METHODS: An electronic search of articles was conducted in several databases, such as PubMed, Embase, and Web of Science, to conduct this study, and the 183 articles that were discovered were chosen and examined, and only 22 articles met the inclusion criteria in this review.
RESULTS: The findings of this study demonstrate that using nanoparticles can improve the mechanical properties, biocompatibility, and osteoinductivity of biomaterials.

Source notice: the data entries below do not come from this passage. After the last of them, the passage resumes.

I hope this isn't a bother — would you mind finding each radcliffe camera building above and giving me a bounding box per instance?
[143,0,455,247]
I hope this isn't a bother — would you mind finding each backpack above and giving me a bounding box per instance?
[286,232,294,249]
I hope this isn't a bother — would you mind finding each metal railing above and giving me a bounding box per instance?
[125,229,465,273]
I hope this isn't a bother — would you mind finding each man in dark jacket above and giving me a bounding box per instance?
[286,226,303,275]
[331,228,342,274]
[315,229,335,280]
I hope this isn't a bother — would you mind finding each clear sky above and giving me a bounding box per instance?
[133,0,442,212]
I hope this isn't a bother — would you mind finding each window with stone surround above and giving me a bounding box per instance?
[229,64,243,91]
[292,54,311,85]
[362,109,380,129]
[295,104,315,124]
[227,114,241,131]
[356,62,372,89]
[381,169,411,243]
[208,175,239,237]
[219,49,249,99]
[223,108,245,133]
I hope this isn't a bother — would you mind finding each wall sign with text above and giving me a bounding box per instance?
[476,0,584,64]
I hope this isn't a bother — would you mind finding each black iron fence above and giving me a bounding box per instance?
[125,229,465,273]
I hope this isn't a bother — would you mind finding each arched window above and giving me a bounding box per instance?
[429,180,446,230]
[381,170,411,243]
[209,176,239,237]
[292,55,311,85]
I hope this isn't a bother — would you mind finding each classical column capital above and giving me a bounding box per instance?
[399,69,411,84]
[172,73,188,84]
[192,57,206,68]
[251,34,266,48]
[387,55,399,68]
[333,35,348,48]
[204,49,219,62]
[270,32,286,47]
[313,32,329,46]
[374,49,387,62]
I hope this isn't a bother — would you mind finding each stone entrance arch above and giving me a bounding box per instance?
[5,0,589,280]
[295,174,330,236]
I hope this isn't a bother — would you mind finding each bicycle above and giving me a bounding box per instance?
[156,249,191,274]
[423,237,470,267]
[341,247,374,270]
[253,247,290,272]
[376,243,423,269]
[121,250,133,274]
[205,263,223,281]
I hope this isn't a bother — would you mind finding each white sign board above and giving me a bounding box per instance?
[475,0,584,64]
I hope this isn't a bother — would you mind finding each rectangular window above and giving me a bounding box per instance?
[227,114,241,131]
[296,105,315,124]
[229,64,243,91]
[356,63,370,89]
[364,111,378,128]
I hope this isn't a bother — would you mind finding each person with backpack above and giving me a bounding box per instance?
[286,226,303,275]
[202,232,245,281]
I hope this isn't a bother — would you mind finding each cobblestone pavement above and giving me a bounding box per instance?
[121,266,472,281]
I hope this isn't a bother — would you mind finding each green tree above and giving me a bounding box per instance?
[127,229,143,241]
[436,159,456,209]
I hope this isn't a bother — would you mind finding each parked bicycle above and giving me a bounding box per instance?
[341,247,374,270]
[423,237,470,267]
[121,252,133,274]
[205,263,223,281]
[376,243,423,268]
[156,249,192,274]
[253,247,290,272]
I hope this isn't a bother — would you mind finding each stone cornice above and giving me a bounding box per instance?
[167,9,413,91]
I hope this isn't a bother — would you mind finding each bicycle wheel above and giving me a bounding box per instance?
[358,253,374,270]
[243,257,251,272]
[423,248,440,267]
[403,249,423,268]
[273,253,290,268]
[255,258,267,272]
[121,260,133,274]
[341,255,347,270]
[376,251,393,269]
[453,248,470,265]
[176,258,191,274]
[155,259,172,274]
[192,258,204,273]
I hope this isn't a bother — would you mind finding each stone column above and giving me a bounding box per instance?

CONCLUSIONS: Most recently, breakthroughs in tissue engineering and nanotechnology have led to significant advancements in the design and production of bone graft substitutes and hold tremendous promise for the treatment of bone abnormalities. The creation of intelligent nanostructured materials is essential for various applications and therapies, as it allows for the precise and long-term delivery of medication, which yields better results.
方法:在几个数据库中对文章进行了电子搜索,比如PubMed,Embase,和WebofScience,为了进行这项研究,对发现的183篇文章进行了选择和检查,只有22篇文章符合本次综述的纳入标准。
结果:这项研究的结果表明,使用纳米颗粒可以改善机械性能,生物相容性,和生物材料的骨诱导性。
结论:最近,组织工程和纳米技术的突破已经导致了骨移植替代物的设计和生产的重大进步,并为骨异常的治疗带来了巨大的希望。智能纳米结构材料的创造对于各种应用和治疗至关重要,因为它允许精确和长期的药物输送,这会产生更好的结果。